[pct-l] Ray Day

Donna "L-Rod" Saufley dsaufley at sprynet.com
Thu Jan 3 12:52:58 CST 2008


I believe there was a discussion last year about how the water content and density of the snow and the rate at which it melts has more to do with it than the actual snow depths.  I don't remember all the details, but that's something that has to be watched as the snow melt begins.

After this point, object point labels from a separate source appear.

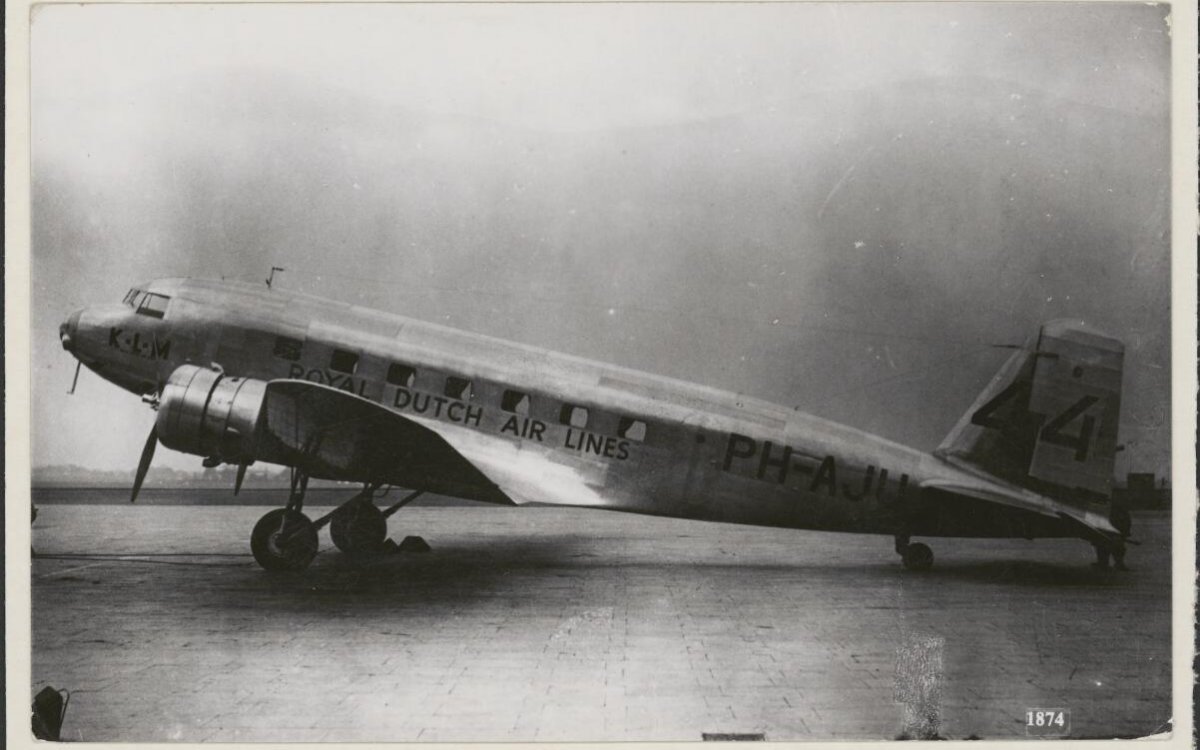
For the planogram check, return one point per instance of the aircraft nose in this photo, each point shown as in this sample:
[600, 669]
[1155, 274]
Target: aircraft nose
[69, 330]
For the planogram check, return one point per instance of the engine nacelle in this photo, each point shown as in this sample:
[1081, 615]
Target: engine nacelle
[205, 413]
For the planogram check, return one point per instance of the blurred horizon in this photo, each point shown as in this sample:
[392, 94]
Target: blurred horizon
[838, 208]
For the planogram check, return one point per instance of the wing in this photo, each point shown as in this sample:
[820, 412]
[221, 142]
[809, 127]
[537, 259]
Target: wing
[334, 435]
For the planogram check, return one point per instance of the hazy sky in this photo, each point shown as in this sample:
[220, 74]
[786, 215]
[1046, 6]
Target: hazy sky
[833, 207]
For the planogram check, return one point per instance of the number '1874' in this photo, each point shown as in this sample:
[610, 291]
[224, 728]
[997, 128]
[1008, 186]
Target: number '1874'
[1047, 721]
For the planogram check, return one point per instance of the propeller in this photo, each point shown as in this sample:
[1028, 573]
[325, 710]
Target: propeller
[144, 462]
[76, 379]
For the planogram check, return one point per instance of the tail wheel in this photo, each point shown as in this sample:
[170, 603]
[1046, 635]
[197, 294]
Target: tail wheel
[358, 528]
[917, 557]
[283, 540]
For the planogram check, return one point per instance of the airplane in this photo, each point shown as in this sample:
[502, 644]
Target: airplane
[240, 375]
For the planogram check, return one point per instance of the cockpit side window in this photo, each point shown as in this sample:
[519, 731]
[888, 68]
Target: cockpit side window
[154, 305]
[132, 298]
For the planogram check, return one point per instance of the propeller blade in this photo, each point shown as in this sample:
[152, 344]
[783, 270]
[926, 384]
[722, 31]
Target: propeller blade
[76, 379]
[144, 463]
[241, 475]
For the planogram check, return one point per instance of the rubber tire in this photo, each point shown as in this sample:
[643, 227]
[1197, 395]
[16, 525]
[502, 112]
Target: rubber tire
[300, 540]
[358, 529]
[917, 557]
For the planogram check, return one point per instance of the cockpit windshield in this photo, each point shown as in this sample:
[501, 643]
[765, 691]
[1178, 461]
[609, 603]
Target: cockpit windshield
[147, 303]
[132, 298]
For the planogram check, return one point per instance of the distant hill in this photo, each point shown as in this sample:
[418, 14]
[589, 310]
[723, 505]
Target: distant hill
[70, 475]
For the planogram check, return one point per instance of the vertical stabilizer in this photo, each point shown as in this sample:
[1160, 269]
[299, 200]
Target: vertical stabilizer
[1049, 419]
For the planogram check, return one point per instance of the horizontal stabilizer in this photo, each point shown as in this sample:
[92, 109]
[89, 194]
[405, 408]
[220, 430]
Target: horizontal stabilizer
[1049, 419]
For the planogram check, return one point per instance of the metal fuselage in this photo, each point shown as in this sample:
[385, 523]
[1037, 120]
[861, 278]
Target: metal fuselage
[643, 443]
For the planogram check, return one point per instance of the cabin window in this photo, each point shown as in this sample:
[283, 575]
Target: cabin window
[574, 415]
[343, 361]
[631, 429]
[515, 402]
[154, 305]
[401, 375]
[288, 348]
[457, 388]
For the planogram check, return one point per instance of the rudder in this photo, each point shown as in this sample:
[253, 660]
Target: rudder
[1049, 418]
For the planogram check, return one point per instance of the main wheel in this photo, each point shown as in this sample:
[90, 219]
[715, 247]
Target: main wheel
[358, 529]
[917, 557]
[283, 540]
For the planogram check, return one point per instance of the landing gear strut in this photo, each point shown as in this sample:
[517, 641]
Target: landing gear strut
[286, 539]
[1103, 555]
[915, 556]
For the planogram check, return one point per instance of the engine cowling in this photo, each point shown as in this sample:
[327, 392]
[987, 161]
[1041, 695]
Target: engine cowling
[207, 413]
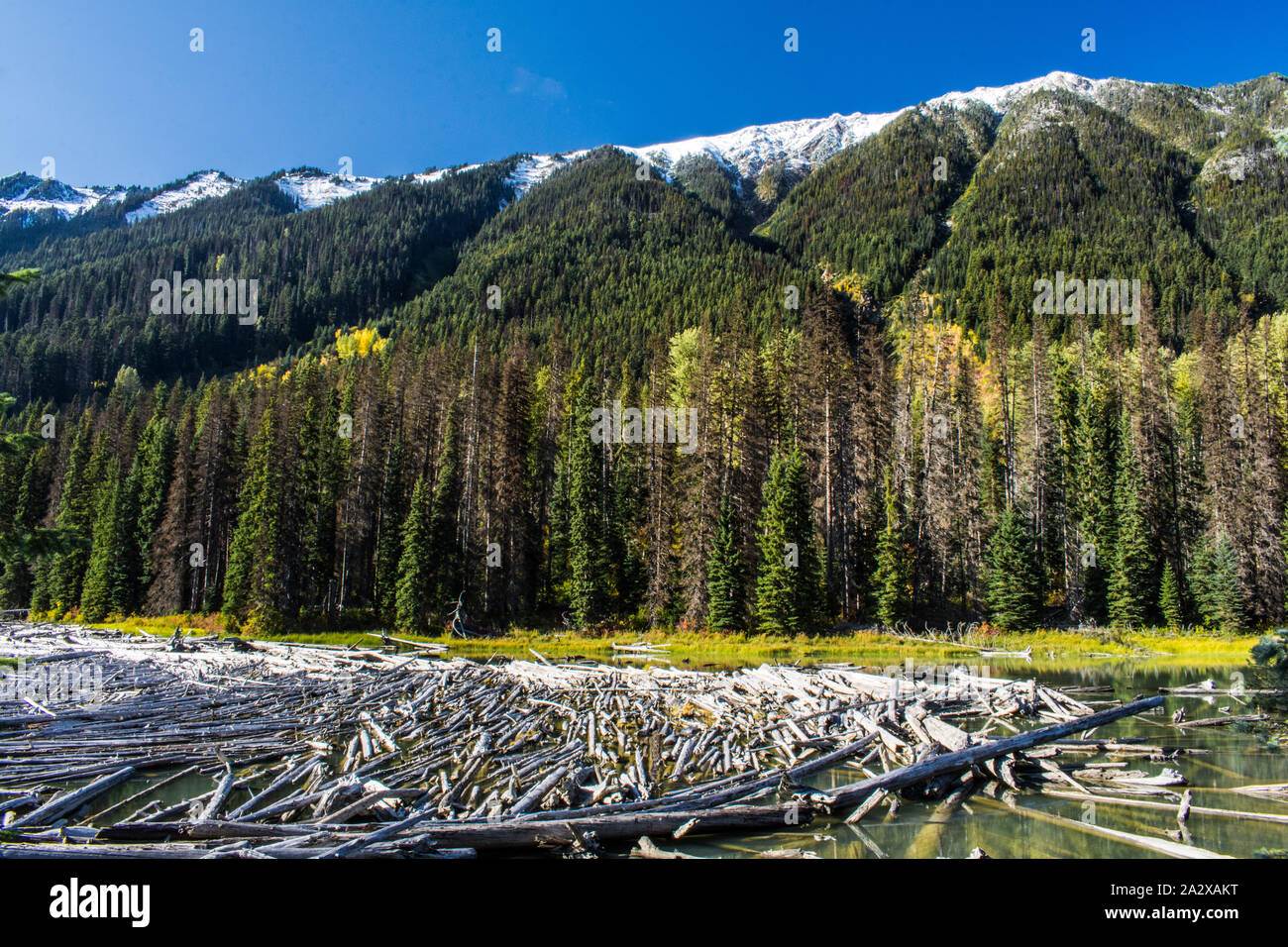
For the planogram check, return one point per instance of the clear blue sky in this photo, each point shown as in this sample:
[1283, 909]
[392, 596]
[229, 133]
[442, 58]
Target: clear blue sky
[112, 91]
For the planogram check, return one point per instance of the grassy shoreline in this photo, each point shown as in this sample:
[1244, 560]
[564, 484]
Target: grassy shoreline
[1051, 647]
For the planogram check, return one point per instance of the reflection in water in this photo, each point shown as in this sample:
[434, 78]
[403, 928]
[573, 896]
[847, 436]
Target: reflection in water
[1019, 825]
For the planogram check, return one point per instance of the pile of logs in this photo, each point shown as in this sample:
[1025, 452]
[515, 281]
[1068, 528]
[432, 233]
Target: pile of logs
[223, 748]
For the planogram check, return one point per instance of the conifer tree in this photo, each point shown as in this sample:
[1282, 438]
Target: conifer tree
[415, 566]
[790, 573]
[724, 574]
[449, 574]
[1131, 582]
[111, 565]
[1014, 581]
[393, 514]
[1170, 598]
[1215, 585]
[254, 586]
[893, 569]
[588, 558]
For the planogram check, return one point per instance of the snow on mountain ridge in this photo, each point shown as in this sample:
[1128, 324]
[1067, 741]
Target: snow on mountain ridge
[799, 144]
[314, 188]
[194, 188]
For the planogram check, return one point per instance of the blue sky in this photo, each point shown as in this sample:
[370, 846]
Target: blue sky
[112, 91]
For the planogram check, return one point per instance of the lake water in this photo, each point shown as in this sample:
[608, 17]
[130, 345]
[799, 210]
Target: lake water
[1012, 825]
[1018, 825]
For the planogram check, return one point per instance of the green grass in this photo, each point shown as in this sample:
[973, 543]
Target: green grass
[1051, 648]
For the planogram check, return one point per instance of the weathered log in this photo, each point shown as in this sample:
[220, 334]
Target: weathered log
[943, 764]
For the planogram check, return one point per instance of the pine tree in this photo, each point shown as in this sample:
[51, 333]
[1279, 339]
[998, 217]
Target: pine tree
[892, 579]
[64, 577]
[1094, 497]
[415, 566]
[790, 573]
[588, 558]
[149, 482]
[1215, 585]
[1014, 579]
[449, 574]
[1170, 598]
[1131, 582]
[724, 574]
[111, 566]
[393, 513]
[254, 586]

A personal point of view:  I prefer hiking on solid packed snow rather than melting snow.  When the snow was melting out, the fords were swifter and more dangerous, there was danger of the snow bridges collapsing, and postholing into the jumble of granite rocks below the snow (ouch!).  There's a sweet spot inbetween when avalanche danger is over and the melt begins in earnest. 

L-Rod

-----Original Message-----
>From: Sean Nordeen <sean at lifesadventures.net>
>Sent: Jan 2, 2008 9:33 PM
>To: pct-l at backcountry.net
>Subject: Re: [pct-l] Ray Day
>
>This is what I read somewhere, but since I'm not Ray Jardine I could be wrong.
>
>Ray Day is June 15th in a normal snow year.  It was the opinion of Ray Jardine base on HIS hiking style and a normal snowpack year as the optimal time to enter the Sierras with the least gear, make the most mileage and not to have to deal with the peak water levels and its associated dangers at the major fords while still having time to make it to Canada before the weather turned cold/snow.  Basically its a compromise between snow levels and ford levels.  You could wait a few weeks latter for the water levels to drop after they crest, but you'd be behind schedule for finishing.
>
>RJ also typically traveled with more of a minimumist gear list then many hikers do, even by todays standards.  He always sleept at low altitude to compensate for the lack of gear and covered more miles/day in the Sierras then most to insure that he was indeed at a low elevation when he stopped.
>
>Ray Day is probably not the ideal day for most hikers as they aren't hiking Ray Jardine's exact hike.  I suspect for the hiknig pace of many, a few days earlier would be better, but it is close enough.  The problem with it is many years are not average snow years but most people treat it like a fixed date on a calender much like Christmas with no understanding of the reasoning behind the date and fail to adjust their departure date accordingly.  It also should be adjusted to take in your own gear/skills/experience with snow and fording rivers.
>
>The Postholer website is an attempt to adjust the June 15th based on the current snow conditions.  It doesn't do a bad job, but, in my opinion, it is an imperfect algorithm that doesn't deal with the extreme weather years very well.  Case in point was the recently passed 2007 hiking season with its extremely low snowfall in the Southern Sierras.  Considering how low the snow pack was by May 1st, I found the idea that the best entry date still being in early June unreasonable.
>
>But the best entry date depends on you.  Some enter in May with the gear, skills and mindset to deal with the snow.  Others enter latter and have the high pace needed to still finish their hikes on time.  Pick the date that works for YOU and HYOH.